Commit Graph

8 Commits

  • feat: experimental flags (#10231)
    ## Problem being solved
    - We need a single, reliable way to mark app-server API surface as
    experimental so that:
      1. the runtime can reject experimental usage unless the client opts in
    2. generated TS/JSON schemas can exclude experimental methods/fields for
    stable clients.
    
    Right now that’s easy to drift or miss when done ad-hoc.
    
    ## How to declare experimental methods and fields
    - **Experimental method**: add `#[experimental("method/name")]` to the
    `ClientRequest` variant in `client_request_definitions!`.
    - **Experimental field**: on the params struct, derive `ExperimentalApi`
    and annotate the field with `#[experimental("method/name.field")]` + set
    `inspect_params: true` for the method variant so
    `ClientRequest::experimental_reason()` inspects params for experimental
    fields.
    
    ## How the macro solves it
    - The new derive macro lives in
    `codex-rs/codex-experimental-api-macros/src/lib.rs` and is used via
    `#[derive(ExperimentalApi)]` plus `#[experimental("reason")]`
    attributes.
    - **Structs**:
    - Generates `ExperimentalApi::experimental_reason(&self)` that checks
    only annotated fields.
      - The “presence” check is type-aware:
        - `Option<T>`: `is_some_and(...)` recursively checks inner.
        - `Vec`/`HashMap`/`BTreeMap`: must be non-empty.
        - `bool`: must be `true`.
        - Other types: considered present (returns `true`).
    - Registers each experimental field in an `inventory` with `(type_name,
    serialized field name, reason)` and exposes `EXPERIMENTAL_FIELDS` for
    that type.
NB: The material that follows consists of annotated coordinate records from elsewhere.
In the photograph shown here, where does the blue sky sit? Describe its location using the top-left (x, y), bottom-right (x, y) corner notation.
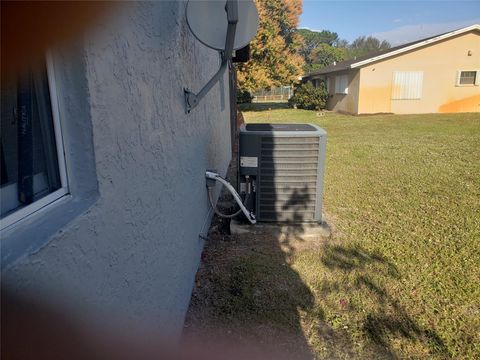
top-left (300, 0), bottom-right (480, 45)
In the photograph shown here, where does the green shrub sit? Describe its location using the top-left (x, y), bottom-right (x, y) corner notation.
top-left (237, 89), bottom-right (253, 104)
top-left (288, 82), bottom-right (328, 110)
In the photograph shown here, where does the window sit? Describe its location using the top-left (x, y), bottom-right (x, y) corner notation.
top-left (392, 71), bottom-right (423, 100)
top-left (0, 57), bottom-right (67, 228)
top-left (335, 74), bottom-right (348, 94)
top-left (456, 70), bottom-right (480, 86)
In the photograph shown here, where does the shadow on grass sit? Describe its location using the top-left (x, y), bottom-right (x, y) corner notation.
top-left (186, 136), bottom-right (451, 359)
top-left (238, 102), bottom-right (290, 111)
top-left (321, 245), bottom-right (451, 358)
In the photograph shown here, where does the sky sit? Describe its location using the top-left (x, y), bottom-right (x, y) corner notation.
top-left (299, 0), bottom-right (480, 46)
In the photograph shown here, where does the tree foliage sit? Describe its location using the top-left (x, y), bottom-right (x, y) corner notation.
top-left (237, 0), bottom-right (304, 92)
top-left (348, 36), bottom-right (391, 58)
top-left (297, 29), bottom-right (390, 73)
top-left (297, 29), bottom-right (339, 59)
top-left (288, 82), bottom-right (329, 110)
top-left (309, 44), bottom-right (347, 68)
Field names are converted from `snake_case` to `camelCase`
    for schema/TS filtering.
    - **Enums**:
    - Generates an exhaustive `match` returning `Some(reason)` for annotated
    variants and `None` otherwise (no wildcard arm).
    - **Wiring**:
    - Runtime gating uses `ExperimentalApi::experimental_reason()` in
    `codex-rs/app-server/src/message_processor.rs` to reject requests unless
    `InitializeParams.capabilities.experimental_api == true`.
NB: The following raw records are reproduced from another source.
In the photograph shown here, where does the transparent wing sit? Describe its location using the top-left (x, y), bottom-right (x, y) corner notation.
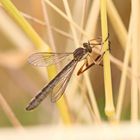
top-left (51, 62), bottom-right (77, 102)
top-left (28, 52), bottom-right (73, 67)
top-left (26, 60), bottom-right (77, 110)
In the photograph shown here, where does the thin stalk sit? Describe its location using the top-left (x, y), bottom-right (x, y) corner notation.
top-left (116, 12), bottom-right (133, 121)
top-left (131, 0), bottom-right (140, 123)
top-left (100, 0), bottom-right (115, 120)
top-left (107, 0), bottom-right (127, 49)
    - Schema/TS export filters use the inventory list and
    `EXPERIMENTAL_CLIENT_METHODS` from `client_request_definitions!` to
    strip experimental methods/fields when `experimental_api` is false.
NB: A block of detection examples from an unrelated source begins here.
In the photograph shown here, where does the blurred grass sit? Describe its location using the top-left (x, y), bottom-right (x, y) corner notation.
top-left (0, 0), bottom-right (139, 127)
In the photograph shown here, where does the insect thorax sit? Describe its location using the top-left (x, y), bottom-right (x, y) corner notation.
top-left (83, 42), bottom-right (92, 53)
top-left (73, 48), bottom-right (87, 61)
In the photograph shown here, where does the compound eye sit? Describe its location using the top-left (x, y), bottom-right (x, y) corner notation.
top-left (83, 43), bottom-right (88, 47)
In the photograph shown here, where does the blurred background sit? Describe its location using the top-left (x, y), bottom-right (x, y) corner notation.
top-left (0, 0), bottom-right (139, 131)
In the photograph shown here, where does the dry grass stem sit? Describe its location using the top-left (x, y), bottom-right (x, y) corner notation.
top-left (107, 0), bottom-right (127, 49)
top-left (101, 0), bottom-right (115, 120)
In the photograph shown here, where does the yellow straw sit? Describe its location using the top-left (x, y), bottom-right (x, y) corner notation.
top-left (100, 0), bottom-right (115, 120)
  • Plan mode: stream proposed plans, emit plan items, and render in TUI (#9786)
    ## Summary
    - Stream proposed plans in Plan Mode using `<proposed_plan>` tags parsed
    in core, emitting plan deltas plus a plan `ThreadItem`, while stripping
    tags from normal assistant output.
    - Persist plan items and rebuild them on resume so proposed plans show
    in thread history.
    - Wire plan items/deltas through app-server protocol v2 and render a
    dedicated proposed-plan view in the TUI, including the “Implement this
    plan?” prompt only when a plan item is present.
    
    ## Changes
    
    ### Core (`codex-rs/core`)
    - Added a generic, line-based tag parser that buffers each line until it
    can disprove a tag prefix; implements auto-close on `finish()` for
    unterminated tags. `codex-rs/core/src/tagged_block_parser.rs`
    - Refactored proposed plan parsing to wrap the generic parser.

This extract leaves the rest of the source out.